With new legislation passed yesterday, Uruguay now has the claim of being the first legal nation on the planet to oversee the production and sale of marijuana.
It wasn’t too long ago, back in August, Uruguay House of Representatives passed the bill to legalize marijuana which also spurred their interest in Colorado’s recent legalization victory. Officials from the country visited Denver back in October to discuss regulation and state oversight that is currently being implemented for Colorado’s own state recreational distribution. So when I say all eyes on Colorado for this social reform experiment, I can now safely say I was right about that, however, the eyes are now all on Uruguay.
So now that the Uruguay’s Senate has passed the bill that was approved by the House back in August to legalize, and President José Mujica has signed and announced that in the coming days this will become a reality, where do we go now. As much as I would like to think this was done for the reason of freeing this wonderful plant so that all can enjoy it’s many benefits, it’s true reason for its liberation was to only curb the increase of drug related violence in the region, nothing more.

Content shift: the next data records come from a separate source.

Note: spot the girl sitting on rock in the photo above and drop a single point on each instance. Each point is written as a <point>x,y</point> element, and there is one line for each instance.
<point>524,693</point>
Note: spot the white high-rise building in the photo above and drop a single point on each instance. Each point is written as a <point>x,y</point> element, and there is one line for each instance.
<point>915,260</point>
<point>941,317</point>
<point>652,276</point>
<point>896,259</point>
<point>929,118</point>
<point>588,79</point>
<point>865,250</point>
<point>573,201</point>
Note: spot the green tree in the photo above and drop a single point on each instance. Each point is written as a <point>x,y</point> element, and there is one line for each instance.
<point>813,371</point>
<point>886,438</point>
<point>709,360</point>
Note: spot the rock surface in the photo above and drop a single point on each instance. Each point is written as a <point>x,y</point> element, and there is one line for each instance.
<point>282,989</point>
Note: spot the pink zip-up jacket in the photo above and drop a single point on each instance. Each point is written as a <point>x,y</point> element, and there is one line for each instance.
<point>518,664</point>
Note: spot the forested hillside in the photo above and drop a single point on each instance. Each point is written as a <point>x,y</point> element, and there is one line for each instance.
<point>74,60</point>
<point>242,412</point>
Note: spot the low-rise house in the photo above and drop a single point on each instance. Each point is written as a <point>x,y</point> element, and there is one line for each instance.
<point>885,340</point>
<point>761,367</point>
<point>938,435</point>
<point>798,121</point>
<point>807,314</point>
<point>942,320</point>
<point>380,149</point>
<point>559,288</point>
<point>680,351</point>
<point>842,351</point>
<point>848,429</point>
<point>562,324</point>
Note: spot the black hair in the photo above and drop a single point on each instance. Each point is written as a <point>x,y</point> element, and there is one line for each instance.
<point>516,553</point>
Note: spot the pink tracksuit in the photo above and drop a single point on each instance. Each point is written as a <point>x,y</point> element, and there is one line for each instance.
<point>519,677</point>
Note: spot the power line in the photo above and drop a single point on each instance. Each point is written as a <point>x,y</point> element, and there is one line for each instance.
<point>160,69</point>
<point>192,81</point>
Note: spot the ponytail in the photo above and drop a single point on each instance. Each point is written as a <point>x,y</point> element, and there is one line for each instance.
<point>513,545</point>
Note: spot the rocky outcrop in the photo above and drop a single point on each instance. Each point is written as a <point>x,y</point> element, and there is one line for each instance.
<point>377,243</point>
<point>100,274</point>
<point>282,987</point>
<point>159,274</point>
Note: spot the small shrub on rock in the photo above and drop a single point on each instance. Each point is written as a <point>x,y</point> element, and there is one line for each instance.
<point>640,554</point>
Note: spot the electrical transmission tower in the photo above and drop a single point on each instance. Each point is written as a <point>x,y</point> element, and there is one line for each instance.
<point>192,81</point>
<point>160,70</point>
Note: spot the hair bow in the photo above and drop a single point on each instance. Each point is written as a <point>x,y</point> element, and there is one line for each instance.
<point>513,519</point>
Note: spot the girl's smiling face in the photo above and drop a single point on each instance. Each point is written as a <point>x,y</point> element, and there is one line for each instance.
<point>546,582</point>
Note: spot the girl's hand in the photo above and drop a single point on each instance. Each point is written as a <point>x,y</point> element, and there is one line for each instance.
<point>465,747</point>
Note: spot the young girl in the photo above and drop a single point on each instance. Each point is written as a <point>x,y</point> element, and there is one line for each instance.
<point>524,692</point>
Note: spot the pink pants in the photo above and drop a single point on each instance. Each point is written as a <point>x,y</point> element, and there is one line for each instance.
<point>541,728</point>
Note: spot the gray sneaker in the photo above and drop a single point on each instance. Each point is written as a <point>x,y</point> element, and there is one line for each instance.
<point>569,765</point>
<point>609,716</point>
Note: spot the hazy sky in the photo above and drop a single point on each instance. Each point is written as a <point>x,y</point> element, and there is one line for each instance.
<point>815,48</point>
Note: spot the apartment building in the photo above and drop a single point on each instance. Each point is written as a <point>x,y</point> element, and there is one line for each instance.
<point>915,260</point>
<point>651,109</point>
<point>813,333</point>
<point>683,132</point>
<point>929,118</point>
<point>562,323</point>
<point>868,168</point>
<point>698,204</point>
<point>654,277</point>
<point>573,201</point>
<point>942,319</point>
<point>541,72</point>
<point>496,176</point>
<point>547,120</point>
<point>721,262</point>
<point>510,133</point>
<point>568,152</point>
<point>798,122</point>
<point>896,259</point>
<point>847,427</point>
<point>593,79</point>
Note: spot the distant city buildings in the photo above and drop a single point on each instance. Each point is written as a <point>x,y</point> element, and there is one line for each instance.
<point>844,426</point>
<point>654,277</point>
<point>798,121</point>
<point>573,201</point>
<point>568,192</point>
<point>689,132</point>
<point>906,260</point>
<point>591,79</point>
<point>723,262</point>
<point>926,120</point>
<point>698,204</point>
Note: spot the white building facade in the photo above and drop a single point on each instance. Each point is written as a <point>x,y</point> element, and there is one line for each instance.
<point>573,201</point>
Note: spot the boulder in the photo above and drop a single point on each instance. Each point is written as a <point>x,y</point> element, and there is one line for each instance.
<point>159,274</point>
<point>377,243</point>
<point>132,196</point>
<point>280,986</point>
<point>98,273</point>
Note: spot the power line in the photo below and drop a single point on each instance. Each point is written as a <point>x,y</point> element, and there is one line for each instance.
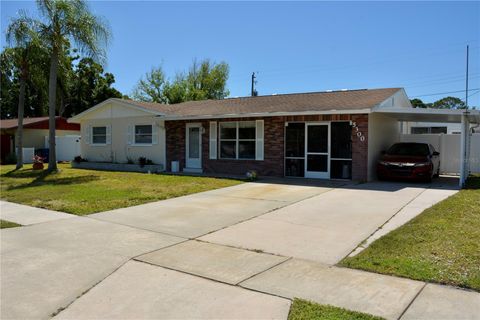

Will this effort actually do as it was intended to do, or will drug trafficking focus on harsher drugs for income?
Many of the citizens in Uruguay actually opposed this measure, but despite the public rejection, the leftist majority passed the law 16-13. Most of the citizens as well as the international community feared Uruguay would become the marijuana tourism capital of the world. This would all seem to be an irrational fear seeing as the new law only makes marijuana legal for citizens of Uruguay who can now enjoy the freedom of growing 6 plants for their own consumption.
Overall it’s going to be a push for other neighboring countries to consider similar legislation as marijuana trafficking moves out of Uruguay and amps up in neighboring countries. Hopefully this will be a positive for the country and it’ll show us just how ambitious the illegal drug trade can be.
Will we see a backlash from the illegal drug trade, will we see drugs like cocaine production increase to compensate for the loss of marijuana, or will Uruguay free itself from all drug related violence and push those criminals off onto neighboring countries…? Only time will tell but at least marijuana will be used for the good of a country rather than being the fuel for negativity and violence.